OSC Leadership Development

Some of the greatest gifts given to this world were created through partnerships. People so deeply connected by a mission or passion, that their combined effort is what created the success story. Would we have Google today if Page and Brin didn’t come together? What about Apple without Jobs and Wozniak? Ben & Jerry’s without Cohen & Greenfield? Procter and Gamble without their namesakes?

There is no doubt that teamwork is an ideal way to build something that is greater than the individual strengths and weaknesses of a person. However, the harsh reality is that most teams fail. While we have hundreds of ideas on how to make teams work better and more efficiently, I think it boils down to a much deeper, emotional connection that is felt by a few that pushes them to great heights.

Some can relate to those rare moments when we feel so deeply with another person that the world around us seems to fade away. Be it a lover, a friend, a fellow student or a random stranger – but it is no surprise that these rare moments never start at work. It needs to begin in a place of raw emotional connectivity, something seldom created in a professional work environment. They are born late at night, during personal crisis, or during painful life moments. From this place of raw emotional connection, we can choose to indulge in its momentary experience, or we can push into it to see what emerges.

Most stay in this emotional place for a short time because the emotions that create them (often anger, fear, or sadness) hijack our cognitive abilities. We connect on the rawness of our feelings but rarely transcend into creation. Mutuality is what exists when you push into the expression of the emotion, to creation.

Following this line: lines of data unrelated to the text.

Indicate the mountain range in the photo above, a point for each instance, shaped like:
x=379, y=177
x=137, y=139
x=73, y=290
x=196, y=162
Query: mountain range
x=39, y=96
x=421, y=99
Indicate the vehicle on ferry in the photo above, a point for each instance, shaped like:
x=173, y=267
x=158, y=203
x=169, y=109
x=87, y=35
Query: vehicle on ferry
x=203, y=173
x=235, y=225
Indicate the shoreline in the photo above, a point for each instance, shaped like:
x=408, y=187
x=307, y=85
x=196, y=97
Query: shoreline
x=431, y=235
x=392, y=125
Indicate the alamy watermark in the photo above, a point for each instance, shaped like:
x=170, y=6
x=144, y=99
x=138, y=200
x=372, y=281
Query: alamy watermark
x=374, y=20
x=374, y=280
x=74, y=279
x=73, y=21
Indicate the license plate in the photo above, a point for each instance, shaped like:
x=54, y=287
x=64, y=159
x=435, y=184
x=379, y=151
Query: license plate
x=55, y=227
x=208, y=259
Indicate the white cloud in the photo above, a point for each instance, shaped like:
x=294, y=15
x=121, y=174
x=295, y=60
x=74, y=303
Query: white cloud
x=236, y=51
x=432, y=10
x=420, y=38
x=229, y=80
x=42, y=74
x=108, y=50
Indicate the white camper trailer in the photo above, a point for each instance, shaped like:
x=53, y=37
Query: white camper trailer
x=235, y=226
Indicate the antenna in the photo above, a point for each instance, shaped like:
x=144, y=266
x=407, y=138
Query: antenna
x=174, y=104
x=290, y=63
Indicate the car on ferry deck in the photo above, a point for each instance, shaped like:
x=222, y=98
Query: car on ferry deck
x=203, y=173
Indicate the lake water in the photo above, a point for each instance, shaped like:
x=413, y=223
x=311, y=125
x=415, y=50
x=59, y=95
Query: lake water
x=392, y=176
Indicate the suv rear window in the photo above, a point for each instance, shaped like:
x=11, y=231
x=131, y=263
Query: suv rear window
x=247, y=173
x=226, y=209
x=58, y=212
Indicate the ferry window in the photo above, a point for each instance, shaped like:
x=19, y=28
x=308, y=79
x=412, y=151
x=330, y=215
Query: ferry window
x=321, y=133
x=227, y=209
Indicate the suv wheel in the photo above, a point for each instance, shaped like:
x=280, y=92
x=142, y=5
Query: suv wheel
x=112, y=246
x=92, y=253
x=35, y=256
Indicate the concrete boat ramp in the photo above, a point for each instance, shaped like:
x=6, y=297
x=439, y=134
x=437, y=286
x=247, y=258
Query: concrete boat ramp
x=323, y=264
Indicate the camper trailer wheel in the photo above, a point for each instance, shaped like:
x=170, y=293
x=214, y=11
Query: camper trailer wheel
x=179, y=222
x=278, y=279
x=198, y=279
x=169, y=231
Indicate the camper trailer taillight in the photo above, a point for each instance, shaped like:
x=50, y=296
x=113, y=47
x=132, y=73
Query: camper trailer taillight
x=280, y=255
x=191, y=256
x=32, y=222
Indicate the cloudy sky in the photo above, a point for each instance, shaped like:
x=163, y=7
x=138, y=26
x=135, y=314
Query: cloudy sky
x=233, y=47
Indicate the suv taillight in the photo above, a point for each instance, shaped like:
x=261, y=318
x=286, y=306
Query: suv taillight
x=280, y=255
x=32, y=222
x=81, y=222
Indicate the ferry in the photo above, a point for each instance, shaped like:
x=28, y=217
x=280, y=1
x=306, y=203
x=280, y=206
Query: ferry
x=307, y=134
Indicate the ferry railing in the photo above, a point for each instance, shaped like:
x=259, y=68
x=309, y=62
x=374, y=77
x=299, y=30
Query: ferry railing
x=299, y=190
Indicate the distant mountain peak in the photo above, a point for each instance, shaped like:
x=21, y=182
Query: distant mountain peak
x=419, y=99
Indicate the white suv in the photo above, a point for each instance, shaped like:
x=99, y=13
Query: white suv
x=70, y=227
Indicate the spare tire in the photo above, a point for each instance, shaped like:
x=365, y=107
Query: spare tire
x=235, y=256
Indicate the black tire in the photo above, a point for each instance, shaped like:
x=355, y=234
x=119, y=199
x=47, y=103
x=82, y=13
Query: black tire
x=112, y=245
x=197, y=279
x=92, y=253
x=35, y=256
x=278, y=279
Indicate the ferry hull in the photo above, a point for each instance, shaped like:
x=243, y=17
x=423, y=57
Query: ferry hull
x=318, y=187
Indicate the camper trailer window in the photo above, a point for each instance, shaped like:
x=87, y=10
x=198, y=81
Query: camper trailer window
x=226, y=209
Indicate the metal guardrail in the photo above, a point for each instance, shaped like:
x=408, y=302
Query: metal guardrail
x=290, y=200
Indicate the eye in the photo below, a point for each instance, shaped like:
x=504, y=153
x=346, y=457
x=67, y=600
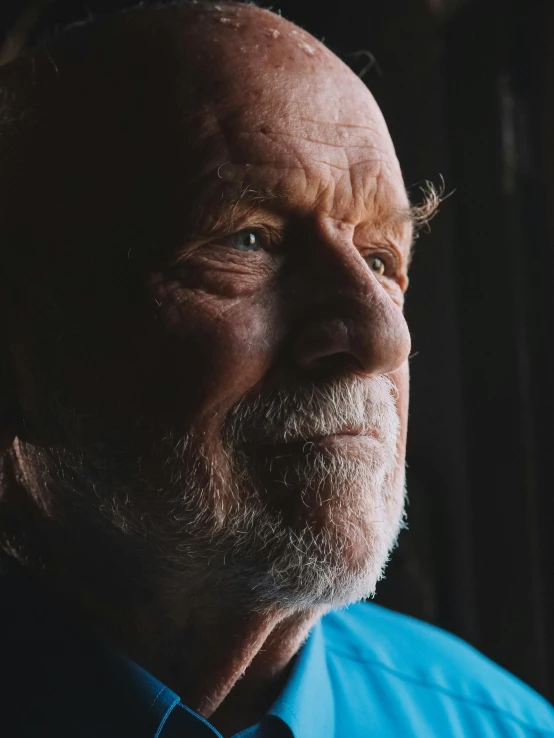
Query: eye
x=245, y=241
x=377, y=265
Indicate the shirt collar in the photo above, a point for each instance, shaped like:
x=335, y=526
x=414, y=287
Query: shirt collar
x=306, y=703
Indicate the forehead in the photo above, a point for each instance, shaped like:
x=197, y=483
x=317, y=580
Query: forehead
x=308, y=137
x=165, y=123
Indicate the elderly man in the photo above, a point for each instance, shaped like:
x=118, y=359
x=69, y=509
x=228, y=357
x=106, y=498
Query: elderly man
x=206, y=239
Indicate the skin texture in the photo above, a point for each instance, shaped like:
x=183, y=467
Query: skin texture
x=239, y=120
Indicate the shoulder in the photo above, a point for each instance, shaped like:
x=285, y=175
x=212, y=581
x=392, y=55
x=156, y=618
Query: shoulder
x=433, y=673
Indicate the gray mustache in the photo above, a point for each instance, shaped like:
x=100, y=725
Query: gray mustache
x=357, y=405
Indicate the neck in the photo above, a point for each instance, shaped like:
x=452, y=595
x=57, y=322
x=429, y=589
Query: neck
x=225, y=660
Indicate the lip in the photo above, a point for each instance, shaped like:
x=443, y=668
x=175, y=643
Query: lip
x=333, y=440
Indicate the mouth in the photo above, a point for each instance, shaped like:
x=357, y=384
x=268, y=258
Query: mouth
x=343, y=439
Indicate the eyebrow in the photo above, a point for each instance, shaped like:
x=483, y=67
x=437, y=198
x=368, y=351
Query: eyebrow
x=248, y=198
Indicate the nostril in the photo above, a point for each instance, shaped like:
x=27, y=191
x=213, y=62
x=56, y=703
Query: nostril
x=336, y=362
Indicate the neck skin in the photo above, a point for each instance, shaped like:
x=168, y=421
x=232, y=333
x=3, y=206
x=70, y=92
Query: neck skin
x=226, y=661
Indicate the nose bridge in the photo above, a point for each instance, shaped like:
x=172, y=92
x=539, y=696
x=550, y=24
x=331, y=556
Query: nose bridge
x=345, y=315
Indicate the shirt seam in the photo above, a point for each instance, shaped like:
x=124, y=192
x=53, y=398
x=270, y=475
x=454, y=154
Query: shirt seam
x=453, y=695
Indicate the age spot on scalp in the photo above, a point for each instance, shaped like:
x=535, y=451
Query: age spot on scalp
x=309, y=50
x=229, y=22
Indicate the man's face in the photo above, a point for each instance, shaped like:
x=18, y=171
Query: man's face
x=218, y=359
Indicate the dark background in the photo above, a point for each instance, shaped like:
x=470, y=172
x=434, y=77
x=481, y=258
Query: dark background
x=468, y=90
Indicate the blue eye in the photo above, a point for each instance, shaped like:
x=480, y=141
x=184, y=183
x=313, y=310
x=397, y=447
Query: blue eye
x=245, y=241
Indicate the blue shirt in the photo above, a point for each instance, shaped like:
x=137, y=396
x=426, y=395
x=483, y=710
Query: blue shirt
x=364, y=671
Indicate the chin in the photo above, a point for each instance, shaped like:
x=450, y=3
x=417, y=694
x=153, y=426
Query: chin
x=324, y=544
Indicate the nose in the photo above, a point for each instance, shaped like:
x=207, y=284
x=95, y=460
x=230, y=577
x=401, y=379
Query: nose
x=351, y=322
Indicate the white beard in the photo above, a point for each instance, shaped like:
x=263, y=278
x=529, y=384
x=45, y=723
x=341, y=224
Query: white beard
x=313, y=529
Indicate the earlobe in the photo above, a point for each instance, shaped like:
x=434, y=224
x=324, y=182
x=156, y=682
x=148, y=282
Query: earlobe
x=8, y=413
x=8, y=423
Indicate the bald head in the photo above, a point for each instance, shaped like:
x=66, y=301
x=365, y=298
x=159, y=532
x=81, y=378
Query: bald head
x=171, y=104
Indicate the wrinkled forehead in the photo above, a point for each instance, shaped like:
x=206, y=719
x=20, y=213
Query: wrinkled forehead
x=139, y=112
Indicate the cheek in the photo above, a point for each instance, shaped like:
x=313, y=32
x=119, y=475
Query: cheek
x=214, y=352
x=401, y=378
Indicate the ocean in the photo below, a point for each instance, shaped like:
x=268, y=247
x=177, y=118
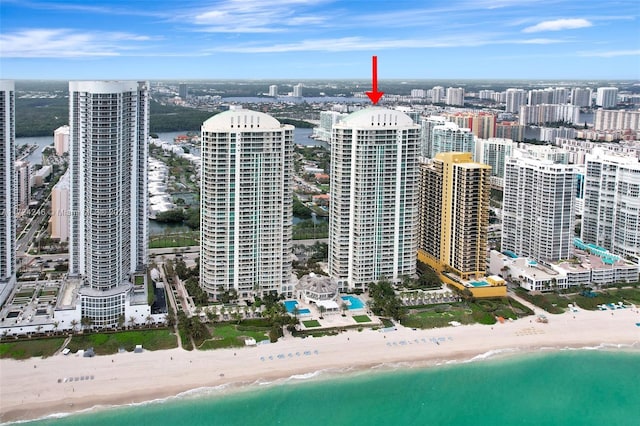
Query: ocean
x=569, y=387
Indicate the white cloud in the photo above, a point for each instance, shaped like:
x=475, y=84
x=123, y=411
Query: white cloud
x=611, y=53
x=65, y=43
x=345, y=44
x=558, y=25
x=254, y=16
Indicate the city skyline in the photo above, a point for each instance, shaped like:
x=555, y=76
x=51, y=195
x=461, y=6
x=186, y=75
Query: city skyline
x=320, y=39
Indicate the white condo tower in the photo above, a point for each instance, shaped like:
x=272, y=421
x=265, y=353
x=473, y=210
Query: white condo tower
x=373, y=223
x=246, y=204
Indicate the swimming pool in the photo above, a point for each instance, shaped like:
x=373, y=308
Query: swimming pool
x=290, y=305
x=353, y=302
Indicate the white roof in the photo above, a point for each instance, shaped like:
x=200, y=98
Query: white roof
x=243, y=119
x=329, y=304
x=373, y=118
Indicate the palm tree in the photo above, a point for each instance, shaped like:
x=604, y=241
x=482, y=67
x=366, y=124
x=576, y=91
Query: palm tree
x=85, y=322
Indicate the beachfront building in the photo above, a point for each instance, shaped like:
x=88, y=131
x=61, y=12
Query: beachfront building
x=449, y=137
x=61, y=140
x=374, y=190
x=538, y=207
x=454, y=214
x=60, y=212
x=590, y=265
x=494, y=152
x=611, y=217
x=7, y=189
x=109, y=124
x=245, y=204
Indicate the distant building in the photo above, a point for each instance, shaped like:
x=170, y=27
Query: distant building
x=538, y=211
x=297, y=90
x=454, y=213
x=515, y=98
x=60, y=211
x=451, y=138
x=607, y=97
x=611, y=217
x=328, y=119
x=581, y=97
x=455, y=96
x=183, y=91
x=437, y=95
x=510, y=130
x=494, y=152
x=61, y=140
x=616, y=120
x=23, y=179
x=7, y=189
x=245, y=233
x=482, y=124
x=374, y=190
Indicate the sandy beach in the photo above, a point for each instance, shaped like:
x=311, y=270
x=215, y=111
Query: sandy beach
x=38, y=387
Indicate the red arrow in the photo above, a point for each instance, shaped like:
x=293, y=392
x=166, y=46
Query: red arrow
x=374, y=95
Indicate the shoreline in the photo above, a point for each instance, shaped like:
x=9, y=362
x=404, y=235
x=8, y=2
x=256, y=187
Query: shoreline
x=36, y=388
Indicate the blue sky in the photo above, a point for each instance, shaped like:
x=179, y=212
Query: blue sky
x=285, y=39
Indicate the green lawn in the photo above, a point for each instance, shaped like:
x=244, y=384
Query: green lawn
x=24, y=349
x=109, y=343
x=231, y=335
x=483, y=311
x=361, y=318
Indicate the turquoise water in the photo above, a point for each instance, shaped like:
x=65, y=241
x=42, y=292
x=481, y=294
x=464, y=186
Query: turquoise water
x=290, y=305
x=354, y=302
x=553, y=388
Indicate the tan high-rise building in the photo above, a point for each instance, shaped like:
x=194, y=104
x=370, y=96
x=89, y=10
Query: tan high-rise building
x=454, y=213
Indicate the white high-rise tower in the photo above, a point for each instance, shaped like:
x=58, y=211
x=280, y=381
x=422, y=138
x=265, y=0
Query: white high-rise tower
x=108, y=127
x=8, y=189
x=611, y=217
x=374, y=198
x=245, y=205
x=538, y=207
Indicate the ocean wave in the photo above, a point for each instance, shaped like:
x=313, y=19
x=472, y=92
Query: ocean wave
x=489, y=354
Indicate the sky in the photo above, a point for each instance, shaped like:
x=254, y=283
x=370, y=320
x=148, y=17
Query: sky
x=319, y=39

The pre-conditions for mutuality to be achieved are rare. Most stay in a place of sympathy, which means you feel for someone, OR empathy, which means you feel with someone; mutuality is feeling oneness.   Oneness with someone where there is no separation between you, the emotion and the other person. In those rare moments when oneness is achieved, we are often paralysed with the emotional state, unable to do anything other than indulge in the feeling. Those who have been able to break through the emotions, into a place of curiosity of what could be created, are in mutuality.

Creativity needs volatility to exist; innovation is what is created through mutuality. As organisations think about creating more innovative cultures, the first question to ask is ‘what do we do to support the expression of raw emotions’?